The total cost for the complete year should be figured during your budget building process. Ideally, all income would come from one fundraising event at the beginning of the program year; however, a spring fundraiser could be planned as well. Some crews plan monthly fundraisers like a carwash or book sale, but be aware that you could wear out your members with too much fundraising.

Some Important Points:

Paying your own way. This is a fundamental principle of the Boy Scouts of America. It is one of the reasons no solicitations (requests for contributions from individuals or the community) are permitted by units. Young people in Scouting are taught early on that if they want something in life, they need to earn it. This principle is among the reasons that adults who were Scouts are found to have higher incomes. The unit’s entire budget must be provided for by the families, through either fundraising or other means such as dues or fees.

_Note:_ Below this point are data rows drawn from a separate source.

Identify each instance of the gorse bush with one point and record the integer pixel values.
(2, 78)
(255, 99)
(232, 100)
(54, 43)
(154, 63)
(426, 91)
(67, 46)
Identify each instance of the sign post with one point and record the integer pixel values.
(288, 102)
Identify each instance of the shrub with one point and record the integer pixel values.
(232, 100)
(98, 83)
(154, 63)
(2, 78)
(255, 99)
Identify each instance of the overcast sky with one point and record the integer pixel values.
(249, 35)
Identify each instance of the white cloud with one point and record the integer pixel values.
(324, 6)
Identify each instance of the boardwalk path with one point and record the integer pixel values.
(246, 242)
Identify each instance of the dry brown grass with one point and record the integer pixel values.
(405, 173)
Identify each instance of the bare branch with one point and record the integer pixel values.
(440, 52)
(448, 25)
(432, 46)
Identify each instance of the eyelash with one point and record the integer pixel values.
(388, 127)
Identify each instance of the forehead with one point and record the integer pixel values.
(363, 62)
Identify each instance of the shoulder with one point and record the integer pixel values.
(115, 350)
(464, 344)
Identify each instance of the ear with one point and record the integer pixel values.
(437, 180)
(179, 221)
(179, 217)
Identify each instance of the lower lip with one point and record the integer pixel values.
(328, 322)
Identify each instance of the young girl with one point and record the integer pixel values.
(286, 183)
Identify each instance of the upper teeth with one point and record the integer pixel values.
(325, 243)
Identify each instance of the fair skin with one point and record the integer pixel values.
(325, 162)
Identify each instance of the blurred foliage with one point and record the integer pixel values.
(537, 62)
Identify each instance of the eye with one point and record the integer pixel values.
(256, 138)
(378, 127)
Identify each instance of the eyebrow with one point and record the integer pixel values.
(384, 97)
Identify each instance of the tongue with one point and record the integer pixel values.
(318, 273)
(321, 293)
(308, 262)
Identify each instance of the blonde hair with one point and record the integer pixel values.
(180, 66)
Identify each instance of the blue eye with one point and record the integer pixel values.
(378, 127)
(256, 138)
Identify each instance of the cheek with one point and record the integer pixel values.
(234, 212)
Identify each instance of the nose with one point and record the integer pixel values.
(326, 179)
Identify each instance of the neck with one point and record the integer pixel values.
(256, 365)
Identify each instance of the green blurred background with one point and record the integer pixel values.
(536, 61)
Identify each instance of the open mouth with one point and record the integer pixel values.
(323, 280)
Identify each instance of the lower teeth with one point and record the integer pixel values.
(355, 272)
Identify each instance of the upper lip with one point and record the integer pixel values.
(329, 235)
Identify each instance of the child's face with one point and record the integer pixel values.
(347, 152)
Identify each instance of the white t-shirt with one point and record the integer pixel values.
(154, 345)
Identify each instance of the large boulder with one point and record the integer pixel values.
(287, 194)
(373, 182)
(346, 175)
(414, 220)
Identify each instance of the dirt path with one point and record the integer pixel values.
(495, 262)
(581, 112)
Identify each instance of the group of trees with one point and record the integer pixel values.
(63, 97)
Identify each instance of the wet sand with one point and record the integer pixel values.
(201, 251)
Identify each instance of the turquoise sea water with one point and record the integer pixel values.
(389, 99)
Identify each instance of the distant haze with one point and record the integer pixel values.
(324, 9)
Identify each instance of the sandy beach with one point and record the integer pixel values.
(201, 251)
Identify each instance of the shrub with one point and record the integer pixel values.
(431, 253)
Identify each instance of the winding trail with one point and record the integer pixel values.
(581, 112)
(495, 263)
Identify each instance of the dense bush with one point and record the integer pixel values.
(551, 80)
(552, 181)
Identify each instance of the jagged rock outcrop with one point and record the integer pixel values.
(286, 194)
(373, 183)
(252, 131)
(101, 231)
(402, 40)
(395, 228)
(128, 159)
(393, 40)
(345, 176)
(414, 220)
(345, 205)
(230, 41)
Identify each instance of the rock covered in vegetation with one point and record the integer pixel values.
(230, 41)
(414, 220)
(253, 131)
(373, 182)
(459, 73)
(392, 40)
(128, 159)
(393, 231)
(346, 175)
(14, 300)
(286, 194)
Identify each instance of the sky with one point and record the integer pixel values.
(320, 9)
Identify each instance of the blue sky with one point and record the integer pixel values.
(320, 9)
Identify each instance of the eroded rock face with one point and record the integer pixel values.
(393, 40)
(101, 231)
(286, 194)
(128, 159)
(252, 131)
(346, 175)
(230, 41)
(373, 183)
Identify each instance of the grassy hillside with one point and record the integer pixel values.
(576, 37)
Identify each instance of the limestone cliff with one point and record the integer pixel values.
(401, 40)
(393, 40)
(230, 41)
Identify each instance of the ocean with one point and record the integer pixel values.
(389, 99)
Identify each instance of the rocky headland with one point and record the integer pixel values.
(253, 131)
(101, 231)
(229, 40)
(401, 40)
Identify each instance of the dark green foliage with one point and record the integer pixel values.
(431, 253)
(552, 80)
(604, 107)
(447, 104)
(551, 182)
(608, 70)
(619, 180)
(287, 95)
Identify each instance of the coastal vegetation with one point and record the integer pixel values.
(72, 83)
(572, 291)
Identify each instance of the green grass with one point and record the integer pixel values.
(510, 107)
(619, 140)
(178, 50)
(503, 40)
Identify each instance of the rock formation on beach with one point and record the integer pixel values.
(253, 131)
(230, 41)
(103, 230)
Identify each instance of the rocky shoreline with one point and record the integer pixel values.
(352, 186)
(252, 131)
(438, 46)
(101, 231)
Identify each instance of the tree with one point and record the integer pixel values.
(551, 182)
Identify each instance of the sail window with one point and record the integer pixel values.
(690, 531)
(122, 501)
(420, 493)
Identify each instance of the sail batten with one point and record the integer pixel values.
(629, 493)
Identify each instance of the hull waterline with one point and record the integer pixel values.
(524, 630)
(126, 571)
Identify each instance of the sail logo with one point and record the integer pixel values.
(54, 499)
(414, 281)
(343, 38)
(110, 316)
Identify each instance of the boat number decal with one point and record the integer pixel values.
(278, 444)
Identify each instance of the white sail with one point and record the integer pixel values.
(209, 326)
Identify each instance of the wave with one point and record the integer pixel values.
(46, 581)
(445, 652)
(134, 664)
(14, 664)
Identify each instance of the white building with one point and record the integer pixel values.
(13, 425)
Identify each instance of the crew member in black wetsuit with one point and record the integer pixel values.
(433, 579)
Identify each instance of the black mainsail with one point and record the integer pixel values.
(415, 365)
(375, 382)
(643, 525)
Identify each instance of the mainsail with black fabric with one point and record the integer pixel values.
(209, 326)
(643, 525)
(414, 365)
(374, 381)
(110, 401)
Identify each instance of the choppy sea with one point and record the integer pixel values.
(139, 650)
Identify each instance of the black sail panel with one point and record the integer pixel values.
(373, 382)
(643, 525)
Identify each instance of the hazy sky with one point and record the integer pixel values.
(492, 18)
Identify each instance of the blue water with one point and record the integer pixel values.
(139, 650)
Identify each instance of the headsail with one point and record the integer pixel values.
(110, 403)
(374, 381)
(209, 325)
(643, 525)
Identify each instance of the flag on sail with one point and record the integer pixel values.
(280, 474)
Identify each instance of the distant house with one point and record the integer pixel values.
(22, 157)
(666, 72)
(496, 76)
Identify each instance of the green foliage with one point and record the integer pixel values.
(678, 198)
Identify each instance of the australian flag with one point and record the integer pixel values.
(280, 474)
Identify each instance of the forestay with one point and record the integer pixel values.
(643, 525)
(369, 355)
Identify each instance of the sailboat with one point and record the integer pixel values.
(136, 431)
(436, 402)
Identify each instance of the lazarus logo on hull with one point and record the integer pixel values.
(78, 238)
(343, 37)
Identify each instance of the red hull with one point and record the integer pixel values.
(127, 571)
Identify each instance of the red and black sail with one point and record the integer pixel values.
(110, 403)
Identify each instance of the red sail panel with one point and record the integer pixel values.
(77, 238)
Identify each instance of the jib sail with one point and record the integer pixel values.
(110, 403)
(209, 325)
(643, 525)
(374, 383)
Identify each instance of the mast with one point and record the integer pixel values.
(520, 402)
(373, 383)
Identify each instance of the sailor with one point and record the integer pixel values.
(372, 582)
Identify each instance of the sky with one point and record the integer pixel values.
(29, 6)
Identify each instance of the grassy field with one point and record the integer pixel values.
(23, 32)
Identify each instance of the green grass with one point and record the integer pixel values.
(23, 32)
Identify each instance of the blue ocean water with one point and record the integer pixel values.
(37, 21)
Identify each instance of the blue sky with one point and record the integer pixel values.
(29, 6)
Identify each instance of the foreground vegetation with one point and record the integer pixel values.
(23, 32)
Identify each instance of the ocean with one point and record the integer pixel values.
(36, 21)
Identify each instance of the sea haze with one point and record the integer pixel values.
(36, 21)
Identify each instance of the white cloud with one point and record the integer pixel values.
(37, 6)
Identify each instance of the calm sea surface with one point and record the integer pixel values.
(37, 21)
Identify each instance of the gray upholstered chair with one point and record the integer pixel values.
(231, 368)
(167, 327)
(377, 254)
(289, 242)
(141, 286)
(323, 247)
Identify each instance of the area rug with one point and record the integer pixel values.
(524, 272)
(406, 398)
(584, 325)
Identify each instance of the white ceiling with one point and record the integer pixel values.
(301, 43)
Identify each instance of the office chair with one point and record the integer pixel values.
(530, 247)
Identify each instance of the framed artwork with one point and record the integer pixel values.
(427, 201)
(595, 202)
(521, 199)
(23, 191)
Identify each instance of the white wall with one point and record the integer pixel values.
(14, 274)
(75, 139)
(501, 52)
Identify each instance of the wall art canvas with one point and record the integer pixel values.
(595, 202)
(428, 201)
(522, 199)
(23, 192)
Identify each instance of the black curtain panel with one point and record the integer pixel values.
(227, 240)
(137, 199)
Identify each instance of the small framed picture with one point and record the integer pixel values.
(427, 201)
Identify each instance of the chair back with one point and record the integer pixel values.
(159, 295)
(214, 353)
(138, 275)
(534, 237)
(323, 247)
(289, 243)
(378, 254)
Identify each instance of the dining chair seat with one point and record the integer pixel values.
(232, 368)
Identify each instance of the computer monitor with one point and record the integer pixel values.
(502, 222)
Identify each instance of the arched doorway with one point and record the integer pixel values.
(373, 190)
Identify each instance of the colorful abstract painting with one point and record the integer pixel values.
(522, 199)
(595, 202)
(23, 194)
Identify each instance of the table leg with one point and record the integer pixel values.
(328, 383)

Except for council-sponsored fundraisers, all other fundraising projects require the submission of the Unit Money-Earning Application, No. 34427, to the local council. To ensure conformity with all Scouting standards on earning money, leaders should be familiar with the eight guides listed on the back of the application and in the financial record books. This policy also protects you from doing a fundraising project that might have just been done by another unit.


Additional information concerning unit budget plans, the treasurer’s responsibilities, camp savings, forms, and records can be found in the Venturing Leader Manual, No. 34655.